Mithril was a whole nother problem. A metal not possible without magic? Of course, you weren’t going to be able to smelt it without the stuff.
It was at this point that Ally came in clutch. While she wasn’t certain on the specifics, she pointed the way. The answer all came down to the same problem people originally had with forging iron into a useful form.
In the same way people had trouble making and containing a hot enough fire, magical ores needed you to make and contain an area of world energy that was dense enough. And not just a little denser. In particular, mithril was actually more of a pain to smelt out of the ore than some of the more exotic magical metals.
After all, the stone that contained it was already magically dense. Good thing Doyle happened to have a solution for this. In the normal progression of civilization, the first people to smelt magical ores tend to do so using even more magical stone or clay.
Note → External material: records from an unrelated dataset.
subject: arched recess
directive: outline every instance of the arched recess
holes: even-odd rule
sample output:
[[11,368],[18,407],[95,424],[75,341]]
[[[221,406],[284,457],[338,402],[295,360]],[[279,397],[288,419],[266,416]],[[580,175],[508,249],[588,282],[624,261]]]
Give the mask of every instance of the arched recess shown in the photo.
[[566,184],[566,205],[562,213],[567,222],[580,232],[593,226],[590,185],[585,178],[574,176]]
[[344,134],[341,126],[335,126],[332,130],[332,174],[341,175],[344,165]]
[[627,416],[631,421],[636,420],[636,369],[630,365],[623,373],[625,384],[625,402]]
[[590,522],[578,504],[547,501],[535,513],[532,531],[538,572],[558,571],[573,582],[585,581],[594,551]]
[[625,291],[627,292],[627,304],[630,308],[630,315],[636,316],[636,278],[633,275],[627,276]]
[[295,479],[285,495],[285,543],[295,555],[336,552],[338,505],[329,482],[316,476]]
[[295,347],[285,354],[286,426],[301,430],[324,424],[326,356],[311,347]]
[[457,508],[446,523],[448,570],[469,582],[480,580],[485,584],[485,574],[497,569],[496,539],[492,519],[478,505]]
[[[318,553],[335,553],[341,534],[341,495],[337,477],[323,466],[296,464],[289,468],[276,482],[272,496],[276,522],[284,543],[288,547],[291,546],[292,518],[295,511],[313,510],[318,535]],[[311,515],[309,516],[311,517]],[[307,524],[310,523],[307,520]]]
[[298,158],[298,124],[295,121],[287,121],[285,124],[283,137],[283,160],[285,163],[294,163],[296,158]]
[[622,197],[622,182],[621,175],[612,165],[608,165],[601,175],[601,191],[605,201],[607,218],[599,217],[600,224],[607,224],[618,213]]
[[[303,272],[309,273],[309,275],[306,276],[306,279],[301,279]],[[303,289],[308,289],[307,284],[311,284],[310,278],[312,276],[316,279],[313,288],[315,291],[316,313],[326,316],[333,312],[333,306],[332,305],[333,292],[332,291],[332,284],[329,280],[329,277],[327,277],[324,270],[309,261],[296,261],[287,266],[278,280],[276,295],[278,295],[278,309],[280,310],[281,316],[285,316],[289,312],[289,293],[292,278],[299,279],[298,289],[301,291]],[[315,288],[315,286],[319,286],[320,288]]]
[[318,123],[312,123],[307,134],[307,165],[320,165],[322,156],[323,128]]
Doyle was skipping right past that and setting them up with an array, the only array he had. The simple world energy gathering array for individuals. There had been only one problem. It was for level 14 individuals, which was well below what he needed to smelt mithril.
Now Ally wasn’t certain what level he needed to smelt mithril. However, it was obvious enough that it needed to be higher than the metals minimum level and likely by more than just one or two. Oh, and it wasn’t an option to just wait for a deeper floor.
While, if an environment is hot enough, you can just smelt normal metals. Part of smelting magical metals is the pressure. Even if the environment is naturally dense enough with world energy, because it can flow the metal won’t smelt.
Oh sure, if you do get a hot enough temp, even the toughest magical metal will eventually melt. At that point, though? I’ve got to ask how you managed to reach the heart of some elemental plane of fire without being able to figure out smelting the ore normally. Above or below a certain temperature, the simple motion of atoms is no longer enough to define what temperature is anymore. Because in a magical world, absolute zero isn’t so absolute anymore.